Much of the Q&A centered on Russell’s experiences with pregnancy, motherhood, and writing. The story “Orange World,” which is about a new mother who breastfeeds the devil to ensure her newborn child’s safety, was inspired by the period during and after her first pregnancy. “[‘Orange World’] was the only story I was able to write, actually, in the wake of my son’s birth. He’s two now. And it took a long time — I was totally muted by that experience,” Russell said.
“This was the first time ever in my writing career that I’ve tried to write about something in the midst of an experience,” Russell continued. “Usually there’s a lag of years. I couldn’t write about childhood until I had exited that peninsula. You almost can’t see it from the inside… You don’t have the perspective. But I think because this new landscape I was living in, this psychological terrain of pregnancy, this new weather, was so extreme, I thought, we need to find a story shape. And I was strangely very happy when the devil showed up.”

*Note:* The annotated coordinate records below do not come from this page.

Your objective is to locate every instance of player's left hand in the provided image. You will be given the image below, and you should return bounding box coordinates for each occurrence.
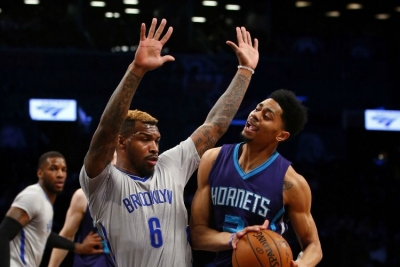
[75,232,103,254]
[232,220,269,249]
[226,27,259,70]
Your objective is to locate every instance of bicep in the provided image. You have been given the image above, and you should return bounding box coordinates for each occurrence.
[6,207,31,227]
[84,134,117,178]
[285,173,318,249]
[60,192,87,240]
[190,124,223,157]
[191,153,213,227]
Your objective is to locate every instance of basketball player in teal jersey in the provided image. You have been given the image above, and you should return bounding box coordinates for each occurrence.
[190,89,322,267]
[80,19,259,267]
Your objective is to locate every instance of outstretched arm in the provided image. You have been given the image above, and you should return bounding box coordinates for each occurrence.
[191,27,259,157]
[49,189,87,267]
[0,207,30,267]
[284,167,322,267]
[84,19,174,178]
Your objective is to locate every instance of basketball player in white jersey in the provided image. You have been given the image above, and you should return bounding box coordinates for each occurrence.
[0,151,103,267]
[80,19,259,267]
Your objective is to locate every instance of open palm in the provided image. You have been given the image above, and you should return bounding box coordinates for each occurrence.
[134,18,175,71]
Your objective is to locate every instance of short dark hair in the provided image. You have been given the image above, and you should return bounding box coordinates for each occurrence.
[38,151,65,169]
[270,89,307,138]
[120,109,158,135]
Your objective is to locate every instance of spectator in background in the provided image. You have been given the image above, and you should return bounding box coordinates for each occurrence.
[48,152,117,267]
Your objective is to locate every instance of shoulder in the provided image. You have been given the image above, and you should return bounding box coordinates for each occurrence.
[201,147,221,161]
[71,188,87,211]
[284,165,309,192]
[283,166,311,205]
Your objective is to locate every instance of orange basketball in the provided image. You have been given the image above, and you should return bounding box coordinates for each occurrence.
[232,230,293,267]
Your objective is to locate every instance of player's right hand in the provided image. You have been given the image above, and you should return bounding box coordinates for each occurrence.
[226,27,259,70]
[75,232,104,254]
[232,220,269,249]
[132,18,175,76]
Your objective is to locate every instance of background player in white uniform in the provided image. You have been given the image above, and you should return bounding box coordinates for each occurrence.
[0,151,102,267]
[80,19,259,267]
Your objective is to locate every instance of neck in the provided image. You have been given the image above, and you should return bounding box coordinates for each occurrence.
[39,182,57,205]
[239,143,277,172]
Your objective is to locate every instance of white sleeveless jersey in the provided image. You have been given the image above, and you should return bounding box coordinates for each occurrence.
[80,138,200,267]
[10,184,53,267]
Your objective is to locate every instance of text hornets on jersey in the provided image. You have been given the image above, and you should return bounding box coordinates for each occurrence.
[211,187,271,217]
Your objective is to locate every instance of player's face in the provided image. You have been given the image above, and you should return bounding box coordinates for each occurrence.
[37,157,67,197]
[126,121,161,177]
[241,98,289,145]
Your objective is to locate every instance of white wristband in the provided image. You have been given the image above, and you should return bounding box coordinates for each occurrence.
[238,65,254,74]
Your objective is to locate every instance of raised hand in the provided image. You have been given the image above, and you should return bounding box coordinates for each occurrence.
[226,27,259,70]
[132,18,175,74]
[75,232,103,254]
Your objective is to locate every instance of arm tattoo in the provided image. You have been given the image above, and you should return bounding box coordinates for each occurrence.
[283,181,293,191]
[102,71,141,130]
[192,74,250,156]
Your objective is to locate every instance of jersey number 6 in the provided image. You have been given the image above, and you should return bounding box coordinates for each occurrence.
[148,217,163,248]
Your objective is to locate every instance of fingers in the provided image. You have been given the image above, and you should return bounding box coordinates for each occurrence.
[261,220,269,229]
[162,55,175,64]
[147,18,157,38]
[160,27,173,45]
[140,23,146,41]
[238,27,248,44]
[246,32,253,46]
[253,38,258,51]
[154,19,167,40]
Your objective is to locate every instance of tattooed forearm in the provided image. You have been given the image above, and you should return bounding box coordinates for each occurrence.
[283,181,293,191]
[89,70,141,154]
[192,125,218,156]
[191,73,250,157]
[206,74,250,129]
[100,71,141,128]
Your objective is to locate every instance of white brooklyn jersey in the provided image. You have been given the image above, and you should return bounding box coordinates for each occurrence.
[10,184,53,267]
[80,138,200,267]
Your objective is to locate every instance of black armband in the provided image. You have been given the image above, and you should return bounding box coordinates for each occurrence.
[46,232,75,251]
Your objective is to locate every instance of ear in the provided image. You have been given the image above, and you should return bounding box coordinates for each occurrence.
[117,135,127,148]
[276,131,290,142]
[36,169,43,179]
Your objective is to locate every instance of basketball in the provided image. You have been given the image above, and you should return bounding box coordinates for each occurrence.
[232,230,293,267]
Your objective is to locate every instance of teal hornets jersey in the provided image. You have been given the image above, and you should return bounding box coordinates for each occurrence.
[80,138,200,267]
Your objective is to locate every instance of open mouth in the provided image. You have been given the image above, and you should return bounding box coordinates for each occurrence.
[245,120,258,132]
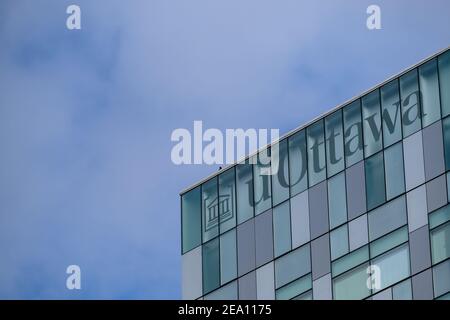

One audience member asked about the effect of Russell’s current pregnancy on her writing. “You mentioned you were muted for a couple years. Are you unmuted? And will you be muted again?” he asked.
Russell responded with uncertainty. “I will give a too-candid response to that, which is that I’ve been working on a novel for years now. And it’s sort of like a friend said, sort of like riding a horse that keeps changing shape underneath you. That metaphor isn’t even the whole truth of it… You’re changing shape too, for me very literally right now,” she said, gesturing to her abdomen.
“The world has changed so much. That’s the thing about novels, they take so long and then whole revolutions happen… I am really committed to this book,” she said, referring to her novel-in-progress, “but I feel like I need to find a new way in because I tried to return to it right after our son was born… So much had changed for me that I felt like I locked myself out of the house a little bit… But I’ve been writing stories, and that feels good.”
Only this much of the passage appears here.